The skill attaches OpenLineage Dataset or Airflow Asset/Dataset objects to operators via the inlets and outlets parameters, or by setting these attributes dynamically in operator execute() methods. OpenLineage will use inlets/outlets as a fallback if no extractor or operator-level OpenLineage methods are present. Naming helper classes are recommended to construct consistent namespace and name values for storage systems and warehouses.

When to use it

  • Operator has no OpenLineage extractor or get_openlineage_* methods
  • You need quick table- or file-level lineage without custom extractors
  • You want to document task inputs and outputs at DAG authoring time
  • You need to annotate multiple input sources or multiple outputs
  • You need a fallback lineage mechanism when hook-level or extractors are not available

Best practices

  • Always use OpenLineage naming helpers for consistent namespace and name values
  • Document lineage intent in task comments and keep inlets/outlets in sync with SQL or code changes
  • Include all tables referenced in JOINs as inlets and all written targets as outlets
  • Prefer implementing get_openlineage_facets_on_* in custom operators for complex extraction
  • Set inlets/outlets dynamically in execute() only for non-deferrable operators

Example use cases

  • Annotate a BashOperator that reads from a Snowflake table and writes to S3 using Dataset objects
  • Declare multiple source tables for an aggregate PythonOperator with several outputs
  • Add lineage to a custom operator by setting self.inlets/self.outlets in execute() for simple cases
  • Use naming helpers to build BigQuery, Snowflake, Postgres or S3 dataset identifiers
  • Provide outlet-only annotations for tasks that only publish datasets used by downstream DAGs

FAQ

Will inlets/outlets provide column-level lineage?

No.

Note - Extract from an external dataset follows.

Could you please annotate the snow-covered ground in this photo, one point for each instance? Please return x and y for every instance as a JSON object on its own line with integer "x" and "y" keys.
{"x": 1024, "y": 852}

Inlets/outlets are table- or file-level only. For column-level lineage implement OpenLineage methods or a custom extractor.

What takes precedence if an extractor exists?

Registered custom extractors and operator OpenLineage methods take precedence over hook-level lineage, which in turn take precedence over inlets/outlets.

Can I set lineage dynamically?

Yes, for non-deferrable operators you can assign self.inlets and self.outlets in execute(); for robust extraction prefer OpenLineage methods.